1. State the conditions for which two events are said to be independent.
2. What are the conditions for a function to be a random variable?
3. Define sample space and classify the types of sample space.
4. Define Joint and Conditional Probability.
5. Define Equally likely events, Exhaustive events and Mutually exclusive events.
6. State the theorem of total probability.
7. Define Random variable with a Example.
Answers
Answer:
1. Independent Events:
Two events A and B are said to be independent if the fact that one event has occurred does not affect the probability that the other event will occur.
If whether or not one event occurs does affect the probability that the other event will occur, then the two events are said to be dependent.
2. In the development of the probability function for a discrete random variable, two conditions must be satisfied:
(1) f(x) must be nonnegative for each value of the random variable, and
(2) the sum of the probabilities for each value of the random variable must equal one.
3. In probability, sample space is a set of all possible outcomes of an experiment.
- A sample space can be finite or infinite.
- A sample space can be discrete or continuous.
- A sample space can be countable or uncountable.
4. Joint probability is the probability of two events occurring simultaneously. Marginal probability is the probability of an event irrespective of the outcome of another variable.
Conditional probability is the probability of one event occurring in the presence of a second event.
5. Equally likely events are events that have the same theoretical probability (or likelihood) of occurring. Example. Each numeral on a die is equally likely to occur when the die is tossed. Sample space of throwing a die: { 1, 2, 3, 4, 5, 6 }
One or more events are said to be exhaustive if all the possible elementary events under the experiment are covered by the event(s) considered together. In other words, the events are said to be exhaustive when they are such that at least one of the events compulsorily occurs.
Mutually exclusive events are things that can't happen at the same time. For example, you can't run backwards and forwards at the same time. The events “running forward” and “running backwards” are mutually exclusive. Tossing a coin can also give you this type of event.
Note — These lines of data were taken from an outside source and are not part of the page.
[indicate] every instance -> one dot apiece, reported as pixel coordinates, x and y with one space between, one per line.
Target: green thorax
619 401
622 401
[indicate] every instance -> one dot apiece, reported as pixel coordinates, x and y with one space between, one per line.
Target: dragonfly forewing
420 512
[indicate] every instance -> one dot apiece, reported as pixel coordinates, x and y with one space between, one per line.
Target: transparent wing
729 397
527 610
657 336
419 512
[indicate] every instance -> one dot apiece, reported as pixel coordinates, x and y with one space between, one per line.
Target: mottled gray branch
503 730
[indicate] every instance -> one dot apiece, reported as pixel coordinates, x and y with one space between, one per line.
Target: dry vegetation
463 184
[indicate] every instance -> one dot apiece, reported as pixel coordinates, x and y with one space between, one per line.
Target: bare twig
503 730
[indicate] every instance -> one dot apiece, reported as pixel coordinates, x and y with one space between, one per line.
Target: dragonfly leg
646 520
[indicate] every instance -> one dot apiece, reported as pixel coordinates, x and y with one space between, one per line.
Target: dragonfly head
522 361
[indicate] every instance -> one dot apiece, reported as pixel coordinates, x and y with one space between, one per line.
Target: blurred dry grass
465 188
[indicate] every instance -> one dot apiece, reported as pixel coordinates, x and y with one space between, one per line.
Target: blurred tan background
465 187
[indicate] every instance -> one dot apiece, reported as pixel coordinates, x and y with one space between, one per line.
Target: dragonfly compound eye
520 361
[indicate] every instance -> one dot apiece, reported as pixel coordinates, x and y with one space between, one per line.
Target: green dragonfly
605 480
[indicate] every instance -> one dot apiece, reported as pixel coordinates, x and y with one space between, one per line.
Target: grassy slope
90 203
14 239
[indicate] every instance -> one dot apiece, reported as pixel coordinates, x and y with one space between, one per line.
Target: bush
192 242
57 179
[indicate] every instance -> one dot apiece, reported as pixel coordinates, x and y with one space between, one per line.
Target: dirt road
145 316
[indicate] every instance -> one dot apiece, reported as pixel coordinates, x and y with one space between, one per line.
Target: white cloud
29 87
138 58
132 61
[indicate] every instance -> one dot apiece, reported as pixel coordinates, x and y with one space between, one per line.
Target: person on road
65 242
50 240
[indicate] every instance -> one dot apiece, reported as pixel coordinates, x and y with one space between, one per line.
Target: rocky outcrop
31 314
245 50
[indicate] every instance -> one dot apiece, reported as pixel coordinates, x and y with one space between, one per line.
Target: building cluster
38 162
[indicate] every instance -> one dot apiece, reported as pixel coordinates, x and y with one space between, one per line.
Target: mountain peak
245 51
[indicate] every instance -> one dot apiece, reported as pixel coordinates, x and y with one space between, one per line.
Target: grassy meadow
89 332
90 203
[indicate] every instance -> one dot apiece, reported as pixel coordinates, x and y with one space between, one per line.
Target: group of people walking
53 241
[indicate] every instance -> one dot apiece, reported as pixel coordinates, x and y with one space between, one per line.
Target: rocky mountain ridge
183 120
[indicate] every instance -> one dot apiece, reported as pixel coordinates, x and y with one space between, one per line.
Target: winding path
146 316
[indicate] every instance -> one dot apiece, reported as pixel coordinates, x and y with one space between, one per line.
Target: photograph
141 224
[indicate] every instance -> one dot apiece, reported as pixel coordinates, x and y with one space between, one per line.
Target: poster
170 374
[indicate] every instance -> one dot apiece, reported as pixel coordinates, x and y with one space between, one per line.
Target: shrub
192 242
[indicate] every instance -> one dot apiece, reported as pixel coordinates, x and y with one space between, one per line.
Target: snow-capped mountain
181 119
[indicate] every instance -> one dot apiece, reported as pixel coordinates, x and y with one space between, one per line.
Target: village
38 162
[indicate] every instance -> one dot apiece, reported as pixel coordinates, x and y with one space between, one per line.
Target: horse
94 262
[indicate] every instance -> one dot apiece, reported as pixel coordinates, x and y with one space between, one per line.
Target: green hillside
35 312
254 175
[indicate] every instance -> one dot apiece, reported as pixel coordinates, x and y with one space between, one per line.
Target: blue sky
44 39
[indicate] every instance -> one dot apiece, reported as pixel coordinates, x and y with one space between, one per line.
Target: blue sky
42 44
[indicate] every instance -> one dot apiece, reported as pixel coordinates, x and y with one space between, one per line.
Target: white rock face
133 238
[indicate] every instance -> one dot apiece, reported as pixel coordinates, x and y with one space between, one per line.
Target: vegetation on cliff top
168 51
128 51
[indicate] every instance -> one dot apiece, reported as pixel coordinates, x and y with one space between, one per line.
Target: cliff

6. The total probability rule (also called the Law of Total Probability) breaks up probability calculations into distinct parts. It's used to find the probability of an event, A, when you don't know enough about A's probabilities to calculate it directly. ... The total probability rule is: P(A) = P(A∩B) + P(A∩Bc).
7. A typical example of a random variable is the outcome of a coin toss. Consider a probability distribution in which the outcomes of a random event are not equally likely to happen. If random variable, Y, is the number of heads we get from tossing two coins, then Y could be 0, 1, or 2.